Of the 1,331 studies screened, 136 (24,861 patients) met the inclusion criteria and were included in the meta-analysis. Acute myeloid leukemia affected 16,269 (66%) patients, acute lymphoblastic leukemia affected 835 (3%) patients, and the type of leukemia was not specified in 7,757 (31%) patients. Acute respiratory failure (70%) and acute circulatory failure (25%) were the main reasons for ICU admission. Invasive mechanical ventilation, vasopressors and renal replacement therapy, were needed in 65%, 53%, and 23% of the patients, respectively. ICU mortality was available in 51 studies (6,668 patients, of whom 2,956 died throughout their ICU stay), resulting in a metanalytical proportion of 52% (95% CI [47%; 57%]; I 93%). In a meta-regression, variables that influenced ICU mortality included year of publication, and intubation rate.

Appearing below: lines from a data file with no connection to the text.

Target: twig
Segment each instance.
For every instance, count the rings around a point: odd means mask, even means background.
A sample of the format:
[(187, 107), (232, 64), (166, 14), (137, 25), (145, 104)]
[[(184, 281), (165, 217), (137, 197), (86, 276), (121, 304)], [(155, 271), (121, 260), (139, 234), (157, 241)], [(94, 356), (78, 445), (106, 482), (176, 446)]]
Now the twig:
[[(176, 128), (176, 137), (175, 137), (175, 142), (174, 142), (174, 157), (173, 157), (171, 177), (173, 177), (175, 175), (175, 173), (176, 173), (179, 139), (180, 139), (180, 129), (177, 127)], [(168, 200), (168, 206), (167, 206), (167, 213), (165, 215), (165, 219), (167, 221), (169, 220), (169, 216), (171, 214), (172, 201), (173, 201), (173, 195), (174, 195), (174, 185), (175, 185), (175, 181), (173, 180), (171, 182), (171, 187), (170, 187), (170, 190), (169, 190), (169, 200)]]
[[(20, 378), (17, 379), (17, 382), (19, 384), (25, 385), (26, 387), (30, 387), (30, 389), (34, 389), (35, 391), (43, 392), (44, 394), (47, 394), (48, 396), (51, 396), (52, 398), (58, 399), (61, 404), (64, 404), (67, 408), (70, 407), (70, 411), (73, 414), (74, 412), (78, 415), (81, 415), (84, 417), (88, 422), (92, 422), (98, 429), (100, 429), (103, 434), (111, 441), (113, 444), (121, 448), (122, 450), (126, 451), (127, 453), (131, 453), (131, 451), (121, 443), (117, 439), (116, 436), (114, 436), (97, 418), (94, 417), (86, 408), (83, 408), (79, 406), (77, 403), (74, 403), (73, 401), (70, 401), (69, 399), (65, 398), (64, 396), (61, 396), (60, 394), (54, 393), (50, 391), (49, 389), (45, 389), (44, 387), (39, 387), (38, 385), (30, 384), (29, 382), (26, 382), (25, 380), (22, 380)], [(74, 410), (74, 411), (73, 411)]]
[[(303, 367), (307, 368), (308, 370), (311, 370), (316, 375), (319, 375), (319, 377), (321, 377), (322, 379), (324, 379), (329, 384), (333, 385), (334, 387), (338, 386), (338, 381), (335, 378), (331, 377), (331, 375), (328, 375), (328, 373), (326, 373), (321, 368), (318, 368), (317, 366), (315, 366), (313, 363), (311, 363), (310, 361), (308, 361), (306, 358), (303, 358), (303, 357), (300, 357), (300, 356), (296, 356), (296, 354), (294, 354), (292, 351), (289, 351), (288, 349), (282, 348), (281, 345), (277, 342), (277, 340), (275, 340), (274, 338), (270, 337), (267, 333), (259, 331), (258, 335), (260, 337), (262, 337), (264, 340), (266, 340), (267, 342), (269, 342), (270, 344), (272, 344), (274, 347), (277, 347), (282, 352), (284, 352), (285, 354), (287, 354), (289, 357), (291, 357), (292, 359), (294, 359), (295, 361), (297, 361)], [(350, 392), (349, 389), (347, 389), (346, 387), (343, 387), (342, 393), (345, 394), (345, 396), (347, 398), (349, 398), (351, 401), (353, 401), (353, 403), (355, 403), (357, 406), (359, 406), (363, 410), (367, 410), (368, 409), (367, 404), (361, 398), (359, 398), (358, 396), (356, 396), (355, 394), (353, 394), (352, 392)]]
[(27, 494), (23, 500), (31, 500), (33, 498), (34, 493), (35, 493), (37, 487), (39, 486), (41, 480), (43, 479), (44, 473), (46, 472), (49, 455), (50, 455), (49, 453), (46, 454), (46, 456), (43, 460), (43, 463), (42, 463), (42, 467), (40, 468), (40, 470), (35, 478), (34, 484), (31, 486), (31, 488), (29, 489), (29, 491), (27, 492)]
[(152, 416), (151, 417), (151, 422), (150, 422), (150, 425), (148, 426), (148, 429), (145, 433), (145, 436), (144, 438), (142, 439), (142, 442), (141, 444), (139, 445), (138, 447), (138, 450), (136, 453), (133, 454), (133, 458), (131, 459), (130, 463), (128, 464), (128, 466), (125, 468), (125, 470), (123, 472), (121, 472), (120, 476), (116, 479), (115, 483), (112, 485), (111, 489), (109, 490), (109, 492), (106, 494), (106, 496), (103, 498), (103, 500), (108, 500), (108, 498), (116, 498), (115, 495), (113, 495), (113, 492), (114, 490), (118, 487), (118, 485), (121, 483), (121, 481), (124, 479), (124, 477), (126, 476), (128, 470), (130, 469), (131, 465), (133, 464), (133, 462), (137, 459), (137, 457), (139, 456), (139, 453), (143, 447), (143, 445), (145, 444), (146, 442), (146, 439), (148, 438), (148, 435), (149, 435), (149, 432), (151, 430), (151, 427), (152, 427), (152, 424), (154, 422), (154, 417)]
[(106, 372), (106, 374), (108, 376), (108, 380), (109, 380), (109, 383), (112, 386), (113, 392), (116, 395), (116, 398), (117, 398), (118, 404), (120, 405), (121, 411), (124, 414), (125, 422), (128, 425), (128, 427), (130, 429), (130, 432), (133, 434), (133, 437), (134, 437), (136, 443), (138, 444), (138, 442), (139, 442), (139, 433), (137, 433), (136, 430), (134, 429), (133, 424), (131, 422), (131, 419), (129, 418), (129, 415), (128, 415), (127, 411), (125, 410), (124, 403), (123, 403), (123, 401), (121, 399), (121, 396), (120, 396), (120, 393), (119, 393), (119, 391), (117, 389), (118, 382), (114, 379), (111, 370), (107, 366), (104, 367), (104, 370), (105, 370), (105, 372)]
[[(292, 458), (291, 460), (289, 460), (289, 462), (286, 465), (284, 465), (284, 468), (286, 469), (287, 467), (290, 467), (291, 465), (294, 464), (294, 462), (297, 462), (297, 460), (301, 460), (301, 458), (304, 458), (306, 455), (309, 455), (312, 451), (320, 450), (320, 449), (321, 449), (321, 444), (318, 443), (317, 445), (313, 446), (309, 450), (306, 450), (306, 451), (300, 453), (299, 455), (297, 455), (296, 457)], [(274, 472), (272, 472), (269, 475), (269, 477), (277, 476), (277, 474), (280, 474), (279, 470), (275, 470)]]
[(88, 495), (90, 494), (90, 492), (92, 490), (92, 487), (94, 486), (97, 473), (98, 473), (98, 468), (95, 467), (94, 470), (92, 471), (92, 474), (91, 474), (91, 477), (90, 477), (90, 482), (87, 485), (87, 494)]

Acute respiratory failure is the main reason for ICU admission in patients with acute leukemia. Mechanical ventilation is the first life-sustaining therapy to be used, and also a strong predictor of mortality.
This study's protocol was preregistered on PROSPERO (CRD42023439630).
描述入住重症监护病房(ICU)的急性白血病患者生命维持治疗的使用情况及死亡率。
检索2000年1月1日至2023年7月1日的PubMed数据库。纳入所有包含成年急性白血病重症患者的研究。两名研究者独立选择研究,使用纽卡斯尔-渥太华量表评估队列研究的偏倚,并通过全文阅读进行数据提取。我们使用随机效应模型进行比例荟萃分析。主要结局是全因ICU死亡率。次要结局包括入住ICU的原因、器官支持治疗(机械通气、血管活性药物和肾脏替代治疗)的使用情况、住院死亡率、90天死亡率和1年死亡率。
在筛选的1331项研究中,136项(24861例患者)符合纳入标准并纳入荟萃分析。急性髓系白血病患者16269例(66%),急性淋巴细胞白血病患者835例(3%),7757例(31%)患者未明确白血病类型。急性呼吸衰竭(70%)和急性循环衰竭(25%)是入住ICU的主要原因。分别有65%、53%和23%的患者需要有创机械通气、血管活性药物和肾脏替代治疗。51项研究(6668例患者,其中2956例在ICU住院期间死亡)提供了ICU死亡率数据,荟萃分析比例为52%(95%CI[47%;57%];I²=93%)。在荟萃回归中,影响ICU死亡率的变量包括发表年份和插管率。
急性呼吸衰竭是急性白血病患者入住ICU的主要原因。机械通气是首先使用的生命维持治疗方法,也是死亡率的有力预测指标。
本研究方案已在PROSPERO上预先注册(CRD42023439630)。